Notebook entry, August 1st, 2007

A fascinating piece was placed online at The New York Times, July 31, 2007 edition. The title was "Who's Minding the Mind? By Benedict Carey. The piece is about the psychological mechanism known as "priming." This is not framing, which is perhaps a bit higher on the conscious level, but is truly subconscious.

In several studies, research has found that…

"…people tidy up more thoroughly when there's a faint tang of cleaning liquid in the air; they become more competitive if there's a briefcase is sight, or more cooperative if they glimpse words like "dependable" and "support" - all without being aware of the change, or what prompted it.
"When it comes to our behavior from moment to moment, the big question is, 'What to do next?' " said John A. Bargh, a professor of psychology at Yale and a co-author, with Lawrence Williams…we're finding that we have these unconscious behavioral guidance systems that are continually furnishing suggestions through the day about what to do next, and the brain is considering and often acting on those, all before conscious awareness."
"The Brain appears to use the very same neural circuits to execute an unconscious act as it does a 'a conscious one…This area is located in what used to be called the reptilian brain, well below the conscious areas of the brain,' said the study's senior author, Chris frith, a professor in neuropsychology at University College London who wrote the book "Making Up The Mind:How the Brain Creates our Mental World."
"The results suggest a "bottom-up" decision-making process, in which the ventral pallidum is part of a circuit that first weighs the reward and decides, then interacts with the higher-level, conscious regions later, if at all, Dr. Frith Said.
"This bottom-up order makes sense from an evolutionary perspective. The subcortical areas of the brain evolved first and would have had to help individuals fight, flee and scavenge well before conscious, distinctly human layers were added later in evolutionary history. In this sense, Dr. Bargh argues, unconscious goals can be seen as open-ended, adaptive agents acting on behalf of the broad, genetically encoded aims - automatic survival systems."

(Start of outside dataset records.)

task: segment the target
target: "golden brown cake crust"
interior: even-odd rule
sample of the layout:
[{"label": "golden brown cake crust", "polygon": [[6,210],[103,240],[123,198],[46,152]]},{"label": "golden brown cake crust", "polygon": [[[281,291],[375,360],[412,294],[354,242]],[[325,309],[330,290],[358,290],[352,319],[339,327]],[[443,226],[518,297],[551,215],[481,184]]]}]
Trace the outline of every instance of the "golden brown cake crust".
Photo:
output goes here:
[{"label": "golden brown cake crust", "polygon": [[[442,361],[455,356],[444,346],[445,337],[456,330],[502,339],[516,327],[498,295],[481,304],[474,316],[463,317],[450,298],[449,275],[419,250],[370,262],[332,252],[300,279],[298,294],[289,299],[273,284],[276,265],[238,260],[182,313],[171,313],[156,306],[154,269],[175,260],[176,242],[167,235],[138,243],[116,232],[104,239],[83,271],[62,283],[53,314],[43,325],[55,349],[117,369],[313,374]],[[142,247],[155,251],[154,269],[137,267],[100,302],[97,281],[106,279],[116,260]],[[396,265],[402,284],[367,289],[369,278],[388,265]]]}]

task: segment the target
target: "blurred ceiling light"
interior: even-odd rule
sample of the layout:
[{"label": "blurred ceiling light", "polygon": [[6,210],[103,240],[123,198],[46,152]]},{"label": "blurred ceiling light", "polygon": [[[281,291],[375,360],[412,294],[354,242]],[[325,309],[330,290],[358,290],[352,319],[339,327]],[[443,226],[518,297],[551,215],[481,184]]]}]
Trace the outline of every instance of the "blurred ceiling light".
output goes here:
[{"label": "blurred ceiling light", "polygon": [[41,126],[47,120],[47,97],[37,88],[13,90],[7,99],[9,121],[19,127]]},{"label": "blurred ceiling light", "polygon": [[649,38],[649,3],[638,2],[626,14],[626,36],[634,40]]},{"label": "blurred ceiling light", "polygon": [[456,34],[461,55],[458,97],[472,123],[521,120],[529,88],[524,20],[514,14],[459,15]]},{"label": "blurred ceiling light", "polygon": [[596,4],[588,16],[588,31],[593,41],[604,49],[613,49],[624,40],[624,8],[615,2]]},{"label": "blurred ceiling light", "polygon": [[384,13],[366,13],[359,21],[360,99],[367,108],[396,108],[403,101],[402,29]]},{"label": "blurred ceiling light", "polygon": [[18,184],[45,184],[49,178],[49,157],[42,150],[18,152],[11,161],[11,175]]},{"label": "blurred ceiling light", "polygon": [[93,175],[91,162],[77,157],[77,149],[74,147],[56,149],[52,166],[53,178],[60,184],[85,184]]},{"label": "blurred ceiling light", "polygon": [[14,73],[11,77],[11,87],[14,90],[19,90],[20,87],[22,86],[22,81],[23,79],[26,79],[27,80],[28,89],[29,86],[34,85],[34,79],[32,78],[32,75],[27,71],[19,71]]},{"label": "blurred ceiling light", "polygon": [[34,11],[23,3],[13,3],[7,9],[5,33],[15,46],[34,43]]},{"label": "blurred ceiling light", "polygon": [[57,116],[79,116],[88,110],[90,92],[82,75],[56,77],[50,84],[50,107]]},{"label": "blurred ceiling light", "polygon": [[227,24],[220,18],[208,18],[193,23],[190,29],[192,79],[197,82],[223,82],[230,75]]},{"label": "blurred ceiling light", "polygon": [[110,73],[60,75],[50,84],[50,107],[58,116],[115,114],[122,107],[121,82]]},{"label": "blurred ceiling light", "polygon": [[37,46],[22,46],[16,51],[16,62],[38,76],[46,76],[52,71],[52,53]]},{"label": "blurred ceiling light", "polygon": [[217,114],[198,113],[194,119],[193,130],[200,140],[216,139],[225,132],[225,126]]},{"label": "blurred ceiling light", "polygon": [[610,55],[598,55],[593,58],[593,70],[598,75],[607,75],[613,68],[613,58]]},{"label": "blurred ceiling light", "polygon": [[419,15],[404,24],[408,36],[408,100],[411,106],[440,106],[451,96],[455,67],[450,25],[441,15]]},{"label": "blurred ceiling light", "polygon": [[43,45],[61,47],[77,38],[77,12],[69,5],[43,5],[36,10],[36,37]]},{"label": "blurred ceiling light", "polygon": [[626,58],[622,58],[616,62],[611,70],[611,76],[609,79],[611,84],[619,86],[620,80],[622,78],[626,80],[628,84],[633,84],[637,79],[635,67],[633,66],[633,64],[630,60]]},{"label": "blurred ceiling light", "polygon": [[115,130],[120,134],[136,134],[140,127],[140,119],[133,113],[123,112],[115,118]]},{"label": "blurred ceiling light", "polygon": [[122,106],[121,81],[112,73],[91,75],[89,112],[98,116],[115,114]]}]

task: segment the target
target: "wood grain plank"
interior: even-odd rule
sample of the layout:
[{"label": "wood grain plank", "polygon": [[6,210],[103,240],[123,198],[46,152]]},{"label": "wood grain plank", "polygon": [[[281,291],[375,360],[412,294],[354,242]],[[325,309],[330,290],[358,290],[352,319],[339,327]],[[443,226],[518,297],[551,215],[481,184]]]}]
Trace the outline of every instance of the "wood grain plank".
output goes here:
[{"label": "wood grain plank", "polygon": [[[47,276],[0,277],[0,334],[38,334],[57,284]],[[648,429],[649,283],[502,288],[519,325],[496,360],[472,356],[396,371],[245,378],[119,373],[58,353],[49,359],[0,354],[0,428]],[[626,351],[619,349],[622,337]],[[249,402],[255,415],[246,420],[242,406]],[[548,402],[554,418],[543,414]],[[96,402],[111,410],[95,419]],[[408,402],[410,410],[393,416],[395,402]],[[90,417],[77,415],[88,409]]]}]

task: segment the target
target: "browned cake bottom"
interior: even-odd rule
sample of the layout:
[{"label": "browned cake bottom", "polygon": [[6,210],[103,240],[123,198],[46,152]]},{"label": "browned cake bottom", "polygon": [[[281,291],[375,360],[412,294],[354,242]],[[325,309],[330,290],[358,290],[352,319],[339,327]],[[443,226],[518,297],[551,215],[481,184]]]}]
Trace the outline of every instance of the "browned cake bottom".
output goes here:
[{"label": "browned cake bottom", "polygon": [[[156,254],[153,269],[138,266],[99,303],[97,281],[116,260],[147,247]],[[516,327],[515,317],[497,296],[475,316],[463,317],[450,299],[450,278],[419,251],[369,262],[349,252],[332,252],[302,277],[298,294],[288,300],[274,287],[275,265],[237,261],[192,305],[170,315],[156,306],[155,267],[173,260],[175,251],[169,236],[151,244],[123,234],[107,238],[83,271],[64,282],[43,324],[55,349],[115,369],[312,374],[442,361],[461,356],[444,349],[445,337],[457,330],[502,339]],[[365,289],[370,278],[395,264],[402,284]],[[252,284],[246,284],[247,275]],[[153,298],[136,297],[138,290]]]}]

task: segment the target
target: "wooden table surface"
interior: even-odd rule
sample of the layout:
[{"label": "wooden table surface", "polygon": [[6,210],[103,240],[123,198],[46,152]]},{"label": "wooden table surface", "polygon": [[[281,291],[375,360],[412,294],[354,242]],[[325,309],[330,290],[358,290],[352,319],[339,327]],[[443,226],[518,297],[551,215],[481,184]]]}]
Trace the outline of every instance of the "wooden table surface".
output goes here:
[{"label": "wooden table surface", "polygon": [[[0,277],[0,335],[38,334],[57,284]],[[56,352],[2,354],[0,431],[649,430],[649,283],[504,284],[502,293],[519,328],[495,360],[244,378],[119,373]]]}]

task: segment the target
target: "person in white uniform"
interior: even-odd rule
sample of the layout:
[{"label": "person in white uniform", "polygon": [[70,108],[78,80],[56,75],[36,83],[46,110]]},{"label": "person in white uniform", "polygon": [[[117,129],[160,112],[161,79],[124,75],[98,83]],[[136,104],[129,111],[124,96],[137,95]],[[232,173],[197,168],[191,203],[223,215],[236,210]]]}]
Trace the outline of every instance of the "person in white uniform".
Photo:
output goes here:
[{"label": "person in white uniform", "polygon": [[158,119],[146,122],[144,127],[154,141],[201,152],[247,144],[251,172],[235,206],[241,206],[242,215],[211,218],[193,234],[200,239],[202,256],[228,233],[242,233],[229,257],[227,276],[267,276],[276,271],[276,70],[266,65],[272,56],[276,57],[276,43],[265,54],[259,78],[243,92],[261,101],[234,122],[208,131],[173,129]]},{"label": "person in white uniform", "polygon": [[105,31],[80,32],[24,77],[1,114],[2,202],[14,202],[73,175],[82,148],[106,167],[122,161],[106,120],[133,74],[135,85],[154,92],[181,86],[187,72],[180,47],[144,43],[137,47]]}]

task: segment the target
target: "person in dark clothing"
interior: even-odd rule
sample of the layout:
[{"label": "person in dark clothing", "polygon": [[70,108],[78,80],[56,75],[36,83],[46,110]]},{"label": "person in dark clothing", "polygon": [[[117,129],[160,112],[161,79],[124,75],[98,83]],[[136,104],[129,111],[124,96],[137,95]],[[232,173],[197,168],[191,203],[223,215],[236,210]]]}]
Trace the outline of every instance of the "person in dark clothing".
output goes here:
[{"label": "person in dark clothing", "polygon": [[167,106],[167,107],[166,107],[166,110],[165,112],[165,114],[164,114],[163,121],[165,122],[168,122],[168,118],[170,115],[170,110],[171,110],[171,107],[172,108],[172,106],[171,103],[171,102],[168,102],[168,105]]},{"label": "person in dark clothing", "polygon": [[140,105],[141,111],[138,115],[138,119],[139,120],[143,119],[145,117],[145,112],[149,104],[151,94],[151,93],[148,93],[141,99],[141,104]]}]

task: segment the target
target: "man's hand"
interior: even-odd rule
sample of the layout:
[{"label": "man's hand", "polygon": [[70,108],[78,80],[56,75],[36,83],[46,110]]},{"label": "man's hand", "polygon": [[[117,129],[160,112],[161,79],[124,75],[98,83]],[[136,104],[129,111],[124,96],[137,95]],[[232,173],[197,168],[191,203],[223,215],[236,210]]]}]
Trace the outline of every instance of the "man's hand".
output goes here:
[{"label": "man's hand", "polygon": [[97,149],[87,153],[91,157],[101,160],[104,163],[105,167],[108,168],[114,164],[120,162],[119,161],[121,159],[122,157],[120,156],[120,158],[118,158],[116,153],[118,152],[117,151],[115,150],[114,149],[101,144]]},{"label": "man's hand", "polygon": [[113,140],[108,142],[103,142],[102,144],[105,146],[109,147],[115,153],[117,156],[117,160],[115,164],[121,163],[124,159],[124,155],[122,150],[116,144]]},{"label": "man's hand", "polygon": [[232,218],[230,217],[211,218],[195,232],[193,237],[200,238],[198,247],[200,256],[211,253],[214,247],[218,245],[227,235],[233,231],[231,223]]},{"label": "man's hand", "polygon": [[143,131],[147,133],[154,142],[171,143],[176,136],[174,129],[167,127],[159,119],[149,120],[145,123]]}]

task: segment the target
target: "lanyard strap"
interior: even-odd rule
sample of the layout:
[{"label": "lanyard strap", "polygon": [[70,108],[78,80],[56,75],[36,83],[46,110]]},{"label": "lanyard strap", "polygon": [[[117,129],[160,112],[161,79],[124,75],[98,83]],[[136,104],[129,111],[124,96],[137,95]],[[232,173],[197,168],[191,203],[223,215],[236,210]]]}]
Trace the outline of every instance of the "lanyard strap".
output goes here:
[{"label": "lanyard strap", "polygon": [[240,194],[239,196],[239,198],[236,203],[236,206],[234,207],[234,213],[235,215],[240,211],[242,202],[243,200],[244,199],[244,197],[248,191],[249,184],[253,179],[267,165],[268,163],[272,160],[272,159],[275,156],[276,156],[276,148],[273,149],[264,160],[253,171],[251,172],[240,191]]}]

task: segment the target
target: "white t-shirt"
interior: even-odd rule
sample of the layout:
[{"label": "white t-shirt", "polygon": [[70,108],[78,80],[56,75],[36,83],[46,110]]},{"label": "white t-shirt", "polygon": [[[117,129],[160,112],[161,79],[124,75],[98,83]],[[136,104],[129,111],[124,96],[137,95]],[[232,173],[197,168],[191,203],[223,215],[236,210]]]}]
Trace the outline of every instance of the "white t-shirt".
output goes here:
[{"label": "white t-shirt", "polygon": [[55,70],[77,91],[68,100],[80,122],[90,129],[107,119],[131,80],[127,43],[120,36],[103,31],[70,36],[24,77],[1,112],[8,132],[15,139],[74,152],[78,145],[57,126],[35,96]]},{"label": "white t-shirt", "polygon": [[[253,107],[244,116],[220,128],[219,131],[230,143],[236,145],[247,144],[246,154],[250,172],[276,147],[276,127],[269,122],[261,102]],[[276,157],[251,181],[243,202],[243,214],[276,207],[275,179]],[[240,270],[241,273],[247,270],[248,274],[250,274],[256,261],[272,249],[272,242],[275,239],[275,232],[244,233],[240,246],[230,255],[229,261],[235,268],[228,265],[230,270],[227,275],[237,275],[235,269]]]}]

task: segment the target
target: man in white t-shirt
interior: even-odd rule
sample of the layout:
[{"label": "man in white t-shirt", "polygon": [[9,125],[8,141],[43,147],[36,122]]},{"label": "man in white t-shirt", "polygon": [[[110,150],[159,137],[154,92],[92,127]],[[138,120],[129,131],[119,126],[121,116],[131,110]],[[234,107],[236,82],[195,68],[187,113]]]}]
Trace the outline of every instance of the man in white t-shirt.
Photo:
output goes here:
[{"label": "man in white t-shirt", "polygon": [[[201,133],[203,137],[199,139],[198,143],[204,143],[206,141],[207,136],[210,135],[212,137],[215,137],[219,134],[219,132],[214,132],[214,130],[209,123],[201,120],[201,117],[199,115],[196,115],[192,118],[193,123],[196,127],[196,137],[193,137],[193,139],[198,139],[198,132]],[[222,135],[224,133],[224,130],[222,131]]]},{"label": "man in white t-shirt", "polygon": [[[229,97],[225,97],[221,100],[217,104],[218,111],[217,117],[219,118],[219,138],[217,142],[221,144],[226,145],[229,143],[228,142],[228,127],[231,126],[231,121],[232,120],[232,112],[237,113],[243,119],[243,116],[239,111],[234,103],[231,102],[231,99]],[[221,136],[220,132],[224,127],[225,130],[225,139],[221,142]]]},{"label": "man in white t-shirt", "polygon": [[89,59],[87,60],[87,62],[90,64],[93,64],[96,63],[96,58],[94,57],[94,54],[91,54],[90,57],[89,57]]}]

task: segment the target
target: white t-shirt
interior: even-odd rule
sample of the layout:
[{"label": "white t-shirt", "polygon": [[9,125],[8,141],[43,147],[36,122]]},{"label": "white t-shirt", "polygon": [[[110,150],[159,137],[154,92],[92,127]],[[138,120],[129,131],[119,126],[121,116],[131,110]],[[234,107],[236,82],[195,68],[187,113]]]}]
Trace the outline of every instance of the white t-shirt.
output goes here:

I think that all of the studies tell us that the human brain makes decisions first on an evolutionary basis because in the ancestral past, one had to make life or death decisions in a fraction of a second. Today, I suppose we can see a spill over in this "non-thinking" decision making-process when we humans see a commodity, person, or ideology that "they would 'kill' or 'die' for." It also makes you stop and think about the political process and all of us slobs sitting in front of the tube worrying about the "disease de jour" medical treatment ad on the evening news and God help us if we continue to sit in front of the telly and become sponges for products or political ideas we don't need or are bad for our own self-interests..

The studies also confirm my broad brush stroke Math of 40% nature, 60% nurture, 40% DNA, 60% local environments -- concerning human behavior. It also confirms my "elevator" anonolgy that human consciousness and behavior have several "floors" of consciousness, and that we humans can zip up or down to these different floors in a nano-second.